Why is social engineering one of the most widely discussed topics in security? Because it’s one of the most effective offensive tactics, and an inherently human discussion. It’s a concept that is easily understood because it largely plays on emotion. Whether it be fear, compassion, or anger that is used, we can fundamentally understand why they’re effective. However, training programs are not geared toward these elements. We’ve pulled together some tips to help enhance your social engineering training to pragmatically and effectively protect your most valuable assets.
What is Social Engineering?
At its core, social engineering is manipulating a person leading to unauthorized access. It can be done via email, social media, phone, or in person. The most obvious way is by attempting to get account credentials so they can move laterally inside the organization, with the ultimate goal gaining admin rights. However, unauthorized access comes in many softer forms too: data loss comes in many shapes and sizes.
How to Defend Against Social Engineering
Employee awareness is key. They are your cyber front lines, and they can either be on your team or the easiest way in. Since anyone at the company can be a target for social engineering, running a review of the maturity and awareness levels of the organization is a great first step. If you don’t have a training specific to this in place, it’s a great addition to any security awareness program.

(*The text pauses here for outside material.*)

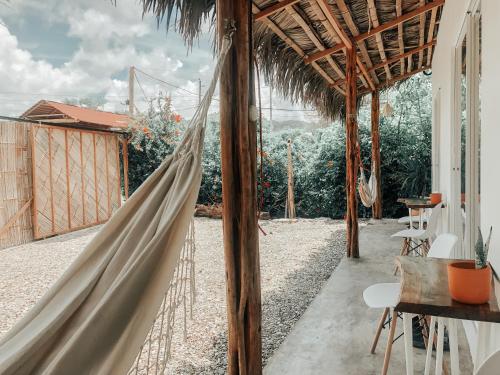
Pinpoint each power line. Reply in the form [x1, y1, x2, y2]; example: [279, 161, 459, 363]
[134, 74, 150, 103]
[134, 67, 222, 103]
[135, 68, 200, 97]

Once your employees are aware of the threat, testing them is an important part of the journey. These need to be ongoing, updated, and using different attack vectors to get a realistic view of the vulnerability landscape specific to social engineering.

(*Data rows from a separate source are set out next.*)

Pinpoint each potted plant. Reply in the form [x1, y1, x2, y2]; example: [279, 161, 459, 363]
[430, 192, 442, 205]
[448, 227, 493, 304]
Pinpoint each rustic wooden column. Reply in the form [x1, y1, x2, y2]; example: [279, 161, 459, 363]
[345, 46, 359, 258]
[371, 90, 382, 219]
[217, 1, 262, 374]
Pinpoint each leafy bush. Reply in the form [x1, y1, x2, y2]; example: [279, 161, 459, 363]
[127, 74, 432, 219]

Nothing speaks louder than proof. Showing your organization examples from your own organization’s assessments are a big wakeup call to key stakeholders. Make sure there’s a risk level (preferably with a dollar amount) attached to drive the point home.
Here’s where third parties are helpful. Suggesting relevant countermeasures for the information security teams, the physical security managers, and the applicable organizational units in charge of sensitive processes (such as the customer’s identification) can help reinforce the point. Just like with any feedback – offering a solution rather than just pointing out the problem is much more effective.
People learn in different ways, so provide different methods of learning in the training, including visuals. Provide actual updated cyber security awareness materials that can be used to greatly enhance employee’s overall awareness. These usually consist of pictures, video files, audio files and social engineering drill reports. Being able to see it in a real-life scenario can help them understand the full scope of the threat.
Bring in the Experts
Hearing accounts from the people who have done social engineering not only helps keep people engaged, it also helps provide the attacker’s mindset to the security teams. This allows a different perspective to the current security strategy – when you understand the attacker’s point of view, you can defend against them more effectively.